I feel a jagged piece pierce my chest and but I cannot move. I am frozen in terror and amazed and frightened nearly to death by the terrible scene.

I realize I cannot move anything but my eyes. I can move them enough to see the life draining from my chest – the precious red liquid of life spurting from my punctured heart.

I watch as fear swallows INNOCENCE and BETRAYAL. The blood gushes and squirts from my chest and disappears in the roiling acrid smoke. I feel light and strangely disembodied.

I feel I am floating above the room of fire and smoke… and the beast dying in the fire.

FEAR is everywhere. It has sucked the life from INNOCENCE and melded with BETRAYAL in firey matrimony and left me to die in this room without doors or windows.

The wall collapses and the ceiling gives way. My tortured bleeding body lies motionless in the rubble, as my life too-slowly drains away.

Still, I can see each piece of the rubble which covers me like bits of a memories.

I see traces of laughter, a trace of smile, the sound of a song, a shiny Christmas ornament, a baby girl, a woman’s whisper, a siren in the distance, a locomotive chugging in the night, a whale and its song on TV, sharks swimming in a black ocean, leaves budding in the spring, the smell of dying things under a  bright blue October sky, big winter snowflakes falling, a smile, a tear, a mother, a child, a father.

Most of all, I see lives wasted, lifeless bodies lying in the smoke of desperation, dead dreams and life’s ultimate betrayal. Lives consumed by the monster of fear.

It’s 1:20AM. I see the green glow of the digital clock. I’ve been sleeping for over an hour.

My heart is pounding; I am too warm and very thirsty. I get up and to get a drink of water. My heart is racing so fast and pounding so hard, I fear it will fly right out of my chest… or that I will fall face down on the hard floor and die — alone and cold in the house of uncertainty.

I get a drink and I sit down in the quiet hours of the night and try to calm myself with pleasant thoughts – but not a single pleasant thought comes to visit me. I realize I am totally alone and defeated. I check my phone – surely the fire was a nightmare – so this must must still be a dream.

The phone holds no solace – no one has called. The clock on the phone’s screen reads 2:17AM.

I must be dead I think. This can’t be happening. No one can feel this isolated and separated and devastated and still be alive. My heart keeps pounding as if to break free from my chest. I look down at the pale blue carpet and see no sign of the snakes of smoke.

The wall, is dull and needs painting, but there are no signs of fire or any discernable damage, no holes, no words, nothing unusual at all – just a wall.

There are windows and doors – ways to escape I think. But I don’t have anywhere to go and I don’t have anyone to see.

All I know is the two motivations of life, love and fear, are playing out their roles in an implausible game of poker, each one anteing up and raising the bet; all I can do is sit at the table and watch.
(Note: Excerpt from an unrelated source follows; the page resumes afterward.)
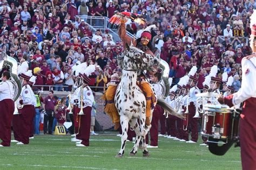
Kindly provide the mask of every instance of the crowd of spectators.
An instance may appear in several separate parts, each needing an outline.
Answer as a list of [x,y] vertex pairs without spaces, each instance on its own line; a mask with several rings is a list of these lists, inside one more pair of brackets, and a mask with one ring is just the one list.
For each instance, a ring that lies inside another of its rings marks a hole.
[[[213,65],[218,66],[220,77],[227,72],[241,80],[241,59],[251,53],[246,37],[255,5],[248,0],[2,0],[0,47],[5,46],[18,63],[29,62],[39,88],[56,85],[55,90],[70,91],[72,68],[82,62],[96,65],[90,85],[105,87],[119,69],[116,59],[123,44],[114,42],[107,30],[93,33],[86,17],[110,18],[117,10],[131,11],[145,16],[148,25],[157,25],[152,44],[169,64],[170,76],[177,83],[197,65],[198,86],[203,88]],[[127,31],[138,37],[146,27],[131,21],[126,24]]]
Innocence has forsaken me. Fear and doom have befriended me. My phone tells me it’s 4:08AM. All I can do now is wait for the sun. As if the sun will do anything to wash away this night.
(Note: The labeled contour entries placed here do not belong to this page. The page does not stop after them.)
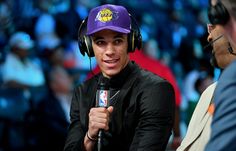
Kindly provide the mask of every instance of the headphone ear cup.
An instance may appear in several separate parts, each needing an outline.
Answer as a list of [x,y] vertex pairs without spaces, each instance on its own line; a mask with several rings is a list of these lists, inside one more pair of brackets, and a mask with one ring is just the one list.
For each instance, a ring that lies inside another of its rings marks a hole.
[[89,36],[84,36],[84,43],[86,46],[86,53],[89,57],[94,57],[93,47],[92,47],[92,40]]
[[142,36],[139,32],[139,30],[131,29],[131,32],[129,34],[129,52],[134,52],[135,49],[141,49],[142,48]]
[[85,44],[84,38],[82,37],[78,38],[78,43],[79,43],[80,53],[84,56],[85,51],[86,51],[86,44]]

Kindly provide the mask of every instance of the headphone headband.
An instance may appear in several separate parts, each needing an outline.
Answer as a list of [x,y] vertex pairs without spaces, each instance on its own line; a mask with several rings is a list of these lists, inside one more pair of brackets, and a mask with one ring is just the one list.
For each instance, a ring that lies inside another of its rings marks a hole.
[[[135,49],[142,48],[142,36],[138,27],[138,23],[135,18],[129,14],[131,18],[131,31],[128,34],[128,52],[134,52]],[[89,57],[94,57],[92,48],[92,39],[86,35],[87,32],[87,20],[84,19],[79,26],[78,30],[78,45],[80,53],[84,56],[87,54]]]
I’m tired and defeated. I can find no peace in this sad new world. Even sleep betrays me.

Now the rain dances on my window — it’s 6:19AM and the heavy rain slowly washes away the dreams of the night.
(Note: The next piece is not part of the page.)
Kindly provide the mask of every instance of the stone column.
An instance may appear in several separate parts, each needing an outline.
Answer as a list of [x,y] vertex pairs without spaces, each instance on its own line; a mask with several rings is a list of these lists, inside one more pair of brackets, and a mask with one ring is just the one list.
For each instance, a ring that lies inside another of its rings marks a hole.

Life is just a dream after all.

2 thoughts on “On Dreams and Life

  1. Grace M

    Wow, such intense feelings were conjured up in that scenario. Fear and anxiety are such powerful emotions and one can quickly get swallowed up in them. Fortunately, I know One Who can calm fears because He is in control of any and every situation. Psalm 56:3 says, “When I am afraid I will trust in You”. I do, and it makes all the difference in the world. Did you know that the phrase “Do not fear” is mentioned 365 times in the Bible? Once for every day of the year. So replace fear with trust in the One who can save you. Then you also can say with the writer of Psalm 4:8 ” I will lie down and sleep in peace, for You alone Oh Lord make me dwell in safety.

    Reply
    1. infoave Post author

      It was just an exercise in writing from imagination,it does not reflect any real dreams – at least none that I’ve had. But thanks for reading!